Community ecologists have long recognized that interactions among organisms dictate, in part, where we find them. In certain situations, a perfect correlation exists between the presence of one species and another with which it interacts. For instance, one cannot encounter the nitrogen-fixing cyanobacterium Anabaena azollae in the absence of its symbiotic host plant, the mosquito fern (Azolla spp.). Likewise, negative interactions, such as resource competition, have the potential to limit the local co-occurrence of competing species over their shared geographic ranges. This mechanism of spatial competition has famously been compared to a board of checkers (or draughts, if you're British), where two game pieces (or species) cannot occupy the same local square. This has prompted ecologists to search for so-called "checkerboard" co-occurrence patterns in natural communities. And to this end, a veritable avalanche of computational tools have been developed to recover the signal of species' interactions from observational data such as species checklists, range maps, and molecular inventories.
In microbial ecology, we commonly employ these computational tools (such as correlation networks & null models) to extract the signals of interspecific interactions from molecular species inventories. However, while these methods have successfully been benchmarked using simulated datasets and simple communities of microbes co-cultured in liquid growth media, there are a number of important caveats and assumptions practitioners must contend with which complicate the reliable recovery of true interaction coefficients. These issues have been debated ad nauseam among community ecologists, beginning with some infamous (and deliciously heated) back-and-forths in the late 1970s and early 1980s [refs. 1-3, among many others], and persisting to today, where very little appears settled. One of the more glaring issues brought up time and time again — and one that we believe is particularly troublesome for microbial ecologists to grapple with — is that of sub-sample heterogeneity confounding the signal of interspecific interactions.

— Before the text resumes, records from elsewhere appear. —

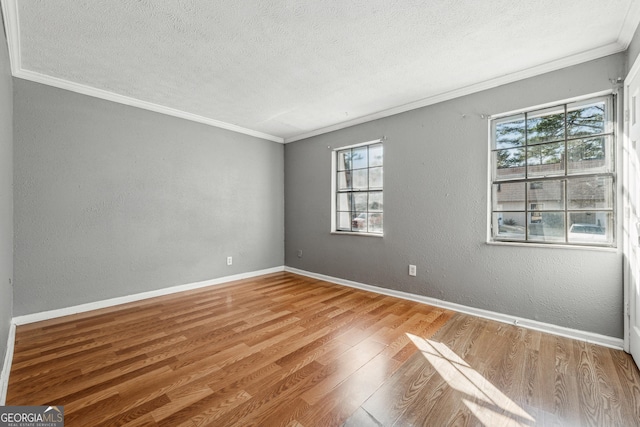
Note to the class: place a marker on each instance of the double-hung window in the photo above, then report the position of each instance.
(358, 196)
(553, 175)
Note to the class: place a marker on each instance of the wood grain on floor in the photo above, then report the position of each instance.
(287, 350)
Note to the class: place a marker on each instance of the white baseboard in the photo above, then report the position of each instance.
(590, 337)
(52, 314)
(6, 366)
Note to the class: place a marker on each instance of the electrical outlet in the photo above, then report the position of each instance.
(412, 270)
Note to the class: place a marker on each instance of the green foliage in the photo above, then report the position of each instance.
(541, 132)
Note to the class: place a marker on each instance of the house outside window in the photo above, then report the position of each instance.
(358, 189)
(553, 175)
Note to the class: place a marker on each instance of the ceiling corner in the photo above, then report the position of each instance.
(12, 31)
(630, 25)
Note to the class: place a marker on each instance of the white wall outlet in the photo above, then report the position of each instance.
(412, 270)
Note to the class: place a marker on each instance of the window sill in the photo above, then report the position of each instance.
(554, 246)
(350, 233)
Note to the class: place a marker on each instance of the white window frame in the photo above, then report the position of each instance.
(334, 189)
(612, 103)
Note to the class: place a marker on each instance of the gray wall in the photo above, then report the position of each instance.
(6, 193)
(435, 193)
(633, 50)
(112, 200)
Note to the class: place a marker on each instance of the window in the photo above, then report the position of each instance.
(553, 175)
(358, 206)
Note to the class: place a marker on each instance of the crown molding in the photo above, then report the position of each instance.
(10, 12)
(568, 61)
(630, 25)
(134, 102)
(12, 28)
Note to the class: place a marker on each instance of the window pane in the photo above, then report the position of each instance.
(591, 227)
(508, 225)
(594, 192)
(546, 159)
(509, 164)
(375, 223)
(344, 221)
(508, 197)
(509, 132)
(359, 158)
(548, 228)
(375, 177)
(360, 201)
(344, 201)
(359, 222)
(344, 180)
(375, 201)
(360, 179)
(589, 155)
(344, 160)
(545, 125)
(586, 119)
(546, 195)
(375, 155)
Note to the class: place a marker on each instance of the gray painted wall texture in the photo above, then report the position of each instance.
(435, 207)
(112, 200)
(633, 50)
(6, 193)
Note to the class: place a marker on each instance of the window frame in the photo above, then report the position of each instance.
(568, 176)
(335, 191)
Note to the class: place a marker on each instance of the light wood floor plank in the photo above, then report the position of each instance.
(287, 350)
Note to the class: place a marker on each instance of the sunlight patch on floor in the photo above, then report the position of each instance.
(484, 400)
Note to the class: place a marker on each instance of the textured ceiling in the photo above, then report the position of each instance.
(290, 68)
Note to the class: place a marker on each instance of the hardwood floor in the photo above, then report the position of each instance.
(288, 350)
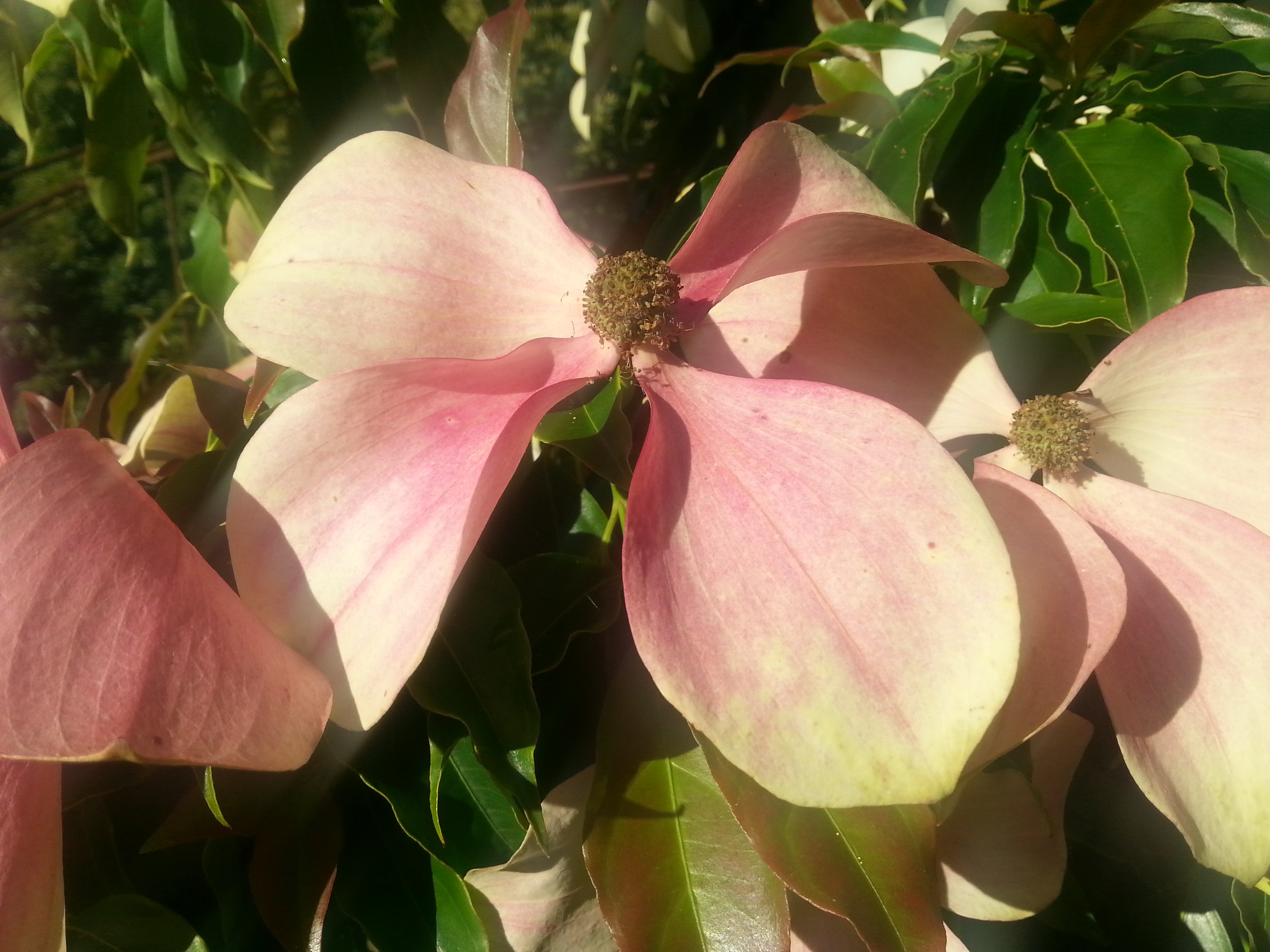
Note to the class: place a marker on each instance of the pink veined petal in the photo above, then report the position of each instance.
(391, 249)
(479, 122)
(1071, 595)
(776, 536)
(1188, 682)
(1183, 407)
(891, 332)
(117, 640)
(31, 857)
(357, 503)
(544, 902)
(1001, 850)
(783, 173)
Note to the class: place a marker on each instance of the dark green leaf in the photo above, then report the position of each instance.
(1001, 215)
(117, 140)
(475, 817)
(907, 152)
(276, 23)
(874, 37)
(563, 596)
(130, 924)
(1054, 309)
(384, 879)
(874, 866)
(1052, 271)
(672, 867)
(478, 671)
(459, 927)
(293, 861)
(207, 272)
(1102, 24)
(1254, 907)
(1127, 182)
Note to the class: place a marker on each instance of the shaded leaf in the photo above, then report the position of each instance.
(563, 596)
(874, 866)
(905, 155)
(478, 672)
(672, 869)
(1127, 182)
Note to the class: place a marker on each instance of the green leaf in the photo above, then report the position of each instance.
(563, 596)
(130, 923)
(478, 671)
(873, 37)
(478, 821)
(1127, 182)
(1001, 215)
(583, 421)
(13, 61)
(1054, 309)
(276, 23)
(671, 866)
(903, 158)
(1100, 26)
(459, 927)
(1254, 908)
(1052, 270)
(125, 399)
(384, 879)
(874, 866)
(117, 140)
(1244, 177)
(207, 272)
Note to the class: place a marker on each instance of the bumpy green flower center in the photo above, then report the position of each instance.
(1052, 433)
(630, 300)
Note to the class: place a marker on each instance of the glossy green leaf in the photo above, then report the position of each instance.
(478, 671)
(117, 140)
(1100, 26)
(1054, 309)
(563, 596)
(905, 155)
(1001, 215)
(1127, 181)
(1254, 908)
(672, 869)
(1244, 177)
(130, 923)
(873, 36)
(207, 272)
(276, 23)
(144, 348)
(13, 60)
(478, 823)
(384, 879)
(459, 927)
(293, 861)
(1052, 270)
(587, 419)
(874, 866)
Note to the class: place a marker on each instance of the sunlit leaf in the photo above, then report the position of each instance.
(1127, 182)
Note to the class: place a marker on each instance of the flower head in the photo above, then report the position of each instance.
(776, 528)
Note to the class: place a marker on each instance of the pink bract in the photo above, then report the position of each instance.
(1182, 415)
(754, 590)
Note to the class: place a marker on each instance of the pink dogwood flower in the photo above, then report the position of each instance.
(1177, 421)
(117, 641)
(809, 577)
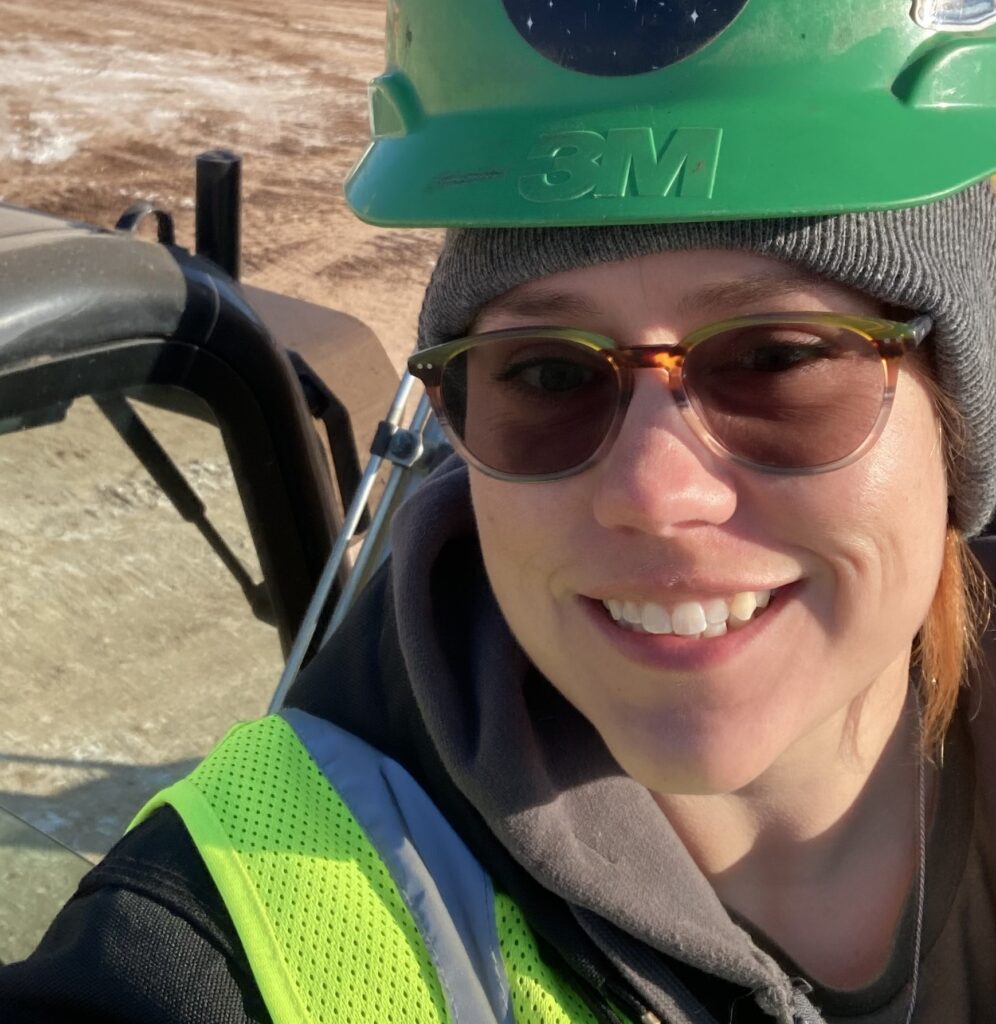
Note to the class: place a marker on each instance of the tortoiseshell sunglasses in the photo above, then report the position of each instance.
(780, 392)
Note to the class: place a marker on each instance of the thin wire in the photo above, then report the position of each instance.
(920, 872)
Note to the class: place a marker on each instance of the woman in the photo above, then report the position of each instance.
(660, 712)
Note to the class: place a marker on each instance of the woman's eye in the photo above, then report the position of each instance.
(780, 356)
(551, 376)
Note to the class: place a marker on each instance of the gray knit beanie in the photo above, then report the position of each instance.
(938, 259)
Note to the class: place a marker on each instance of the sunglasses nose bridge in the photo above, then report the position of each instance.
(660, 357)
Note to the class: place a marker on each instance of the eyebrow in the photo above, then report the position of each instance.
(540, 303)
(543, 304)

Reviewing papers and attending conferences over the past decade, we became concerned that many computationally-inclined microbial ecologists may not have had the opportunity to thoroughly acquaint themselves with their particular study systems through the oculars of a microscope. This is, of course, a forgivable offense given the occasionally-disgusting habitats we study and the collaborative nature of our work. However, a quick close-up glance at any filter paper, fecal swab, or pile of dirt destined for the Illumina machine reveals a remarkable microscopic topography, replete with miniature valleys, barren plains, hypoxic caves, and the occasional root hair, worm casting, or deceased mite providing sustenance to the millions of microbial inhabitants. Technologies like fluorescence in situ hybridization and electron microscopy have highlighted the marked spatial heterogeneity of microbial populations dwelling in most natural habitats (fig. 1), and so it follows that many of these spatially-structured populations may not meaningfully encounter one another nor interact in the slightest. While we don't believe this to be a controversial statement, we rarely noticed spatial heterogeneity being discussed as a potential source of error in microbial interaction estimates from molecular sequence surveys.
Consequently, we were prompted to write the linked perspectives article, in which we highlight three statistical obstacles arising from spatial heterogeneity contained within a typical microbial community sample. Crucially, these obstacles cannot be easily surmounted by improved algorithms and models. Instead, we encourage researchers to confront the issues of spatial scale head-on, by sequencing and characterizing microbial communities at very small spatial grains — a feat now possible with the current generation of sequencing technology. We are hopeful that in doing so, we can begin to identify the spatial scales over which our computational inferential approaches best perform, which, in turn, will expand our understanding of the ecological processes structuring these hyper-diverse, spatially-structured microbial ecosystems.
Our full Perspectives article in The ISME Journal can be found here: https://rdcu.be/bHVDV
Figure 1.- Fluorescent in situ microscopy images taken from activated sludge flocs, demonstrating spatially-heterogeneous microbial communities at the micron-level. Even at these fine spatial grains, many of these different populations may never meet nor meaningfully interact with one-another, and may instead spatially segregate across underlying environmental variation. Figures courtesy David Vuono.
1. Diamond JM. 1975. Assembly of species communities. In: Cody ML, Diamond JM (eds). Ecology and Evolution of Communities. Cambridge, Mass: Harvard U. Press, p342–444.
2. Connor EF, Simberloff DS, 1979. The assembly of species communities: chance or competition? Ecology 60:1132–1140.
3. Various authors. 1983. A Round Table on Research in Ecology and Evolutionary Biology. The American Naturalist 122(5): 583-705.